Hingga kini, Kepala Desa Batur, Radix Wahyu saat dikonfirmasi awak media belum memberikan penjelasan resmi.
Sementara itu, Kepala DPMPTSP Kabupaten Semarang, Hetty Setyorini, mengatakan pihaknya akan melakukan pengecekan terhadap legalitas proyek melalui sistem OSS atau Online Single Submission.
“Nanti akan kami cek melalui OSS,” katanya singkat.
Di sisi lain, sejumlah jurnalis mengaku menerima tekanan setelah pemberitaan mengenai proyek wisata tersebut dipublikasikan. Beberapa pihak disebut menghubungi wartawan dan meminta berita diturunkan.

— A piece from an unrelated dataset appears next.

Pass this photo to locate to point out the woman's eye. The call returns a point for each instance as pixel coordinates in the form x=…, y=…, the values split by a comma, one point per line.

Tidak hanya itu, terdapat pula pesan bernada intimidasi yang dikirim melalui WhatsApp. Ancaman tersebut bahkan mengarah pada intimidasi fisik apabila berita tidak segera dihapus.
Muncul pula klaim yang mengaitkan proyek tersebut dengan nama oknum aparat tertentu, meski informasi tersebut belum dapat dipastikan kebenarannya.
Situasi ini memicu perhatian berbagai pihak karena dinilai bertentangan dengan prinsip kebebasan pers yang dijamin dalam Undang-Undang Nomor 40 Tahun 1999 tentang Pers.
Dalam aturan tersebut ditegaskan bahwa pers nasional tidak boleh mengalami penyensoran, pembredelan, maupun pelarangan penyiaran.
Jika terdapat pihak yang merasa dirugikan atas suatu pemberitaan, penyelesaiannya dapat dilakukan melalui mekanisme hak jawab dan hak koreksi sesuai ketentuan yang berlaku.
Selain itu, tindakan yang menghambat atau mengintimidasi kerja jurnalistik dapat dikategorikan sebagai pelanggaran hukum dan berpotensi dikenai sanksi pidana.